For more than seven decades the paper carried and lived up to the slogan “New York’s Picture Newspaper.” From 1920 to 1991, with a camera as part of its logo, it was a feast of photographs, with solid reporting focused on the city.
With its later slogans — “New York’s Hometown Newspaper” and “The Eyes, the Ears, the Honest Voice of New York” — it was known for its street-savvy reporting and its snappy and to-the-point headlines. Arguably the most famous appeared on Oct. 30, 1975: “Ford to City: Drop Dead,” a reference to a speech in which then-President Gerald Ford said he would deny any federal assistance to spare New York City from declaring bankruptcy.
The Daily News’ staff was energetic and included the late legendary columnist Jimmy Breslin, a native New Yorker whose scrappy and brash personal style reflected that of the paper. He started there in 1976 and over the next dozen years was a daily must-read, winning the Pulitzer Prize for commentary in 1986, for “columns which consistently champion ordinary citizens.”
The paper has won nearly a dozen Pulitzer Prizes, including its first in 1937 for editorial cartooning (C.D. Batchelor) and, most recently, sharing the 2017 Pulitzer in public service with the nonprofit ProPublica for reporting on widespread abuse of eviction rules by the police.
The Tribune owned the paper until 1991, though the company attempted to sell it in the wake of a newspaper strike in 1982. In 1991, it was bought by British billionaire and media mogul Robert Maxwell. But after his death that same year, and the revelations of Maxwell’s shaky financial empire, the paper’s existing management held the publication together through bankruptcy before its 1993 Zuckerman-Drasner purchase for $36 million.
The paper “has been serving New York City and its surrounding areas with its award-winning journalism for almost a century,” Zuckerman said in a statement. “As the media landscape continues to evolve, combining with Tronc will enhance the [paper’s] product and allow it to continue providing quality news and information.”
The newspaper is housed in offices in lower Manhattan and is printed in a 425,000-square-foot facility near Liberty State Park in Jersey City, N.J. It opened in 1996 and in 2009 was upgraded with the $150-million installation of high-speed presses. The property offers spectacular views of lower Manhattan and the Statue of Liberty.
“That was certainly an added inducement to this transaction,” said Knight. As part of this transaction, Tronc will own the printing plant as well as a 49.9% interest in a joint venture with Zuckerman to own and be able to eventually develop the 25-acre parcel on which the printing facility sits, Knight said.
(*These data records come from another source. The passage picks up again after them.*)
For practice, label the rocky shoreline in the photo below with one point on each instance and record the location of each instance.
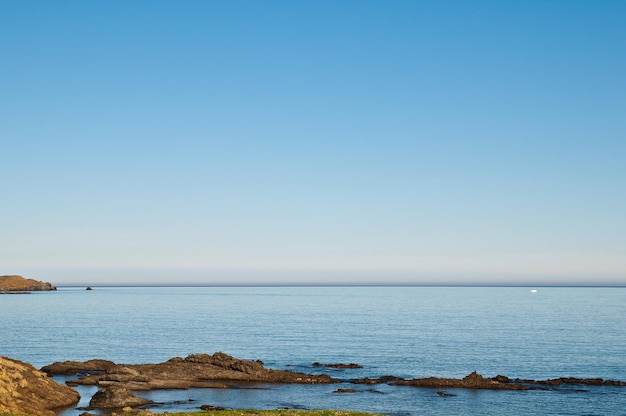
(116, 382)
(19, 284)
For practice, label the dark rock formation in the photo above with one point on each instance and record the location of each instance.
(471, 381)
(208, 408)
(499, 382)
(338, 365)
(198, 370)
(380, 380)
(67, 368)
(11, 284)
(345, 391)
(114, 397)
(24, 389)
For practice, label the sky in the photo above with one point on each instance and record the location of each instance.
(299, 142)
The Daily News’ editor in chief for the last year has been Arthur Browne, who began his career as a copy boy at the paper in 1973. Some months ago he announced his intention to retire but has agreed to stay through the end of the year and to take on the added duties of publisher. The newspaper employs some 800 people, with roughly 200 of them in the newsroom.
“We are not finished and are determined to continue to be active in the mergers and acquisitions market,” Dearborn said. “We are opportunistic and you will likely see more digitally focused acquisitions. This was just such a great opportunity. Good timing. Good chemistry.”
Kogan and Channick write for the Chicago Tribune.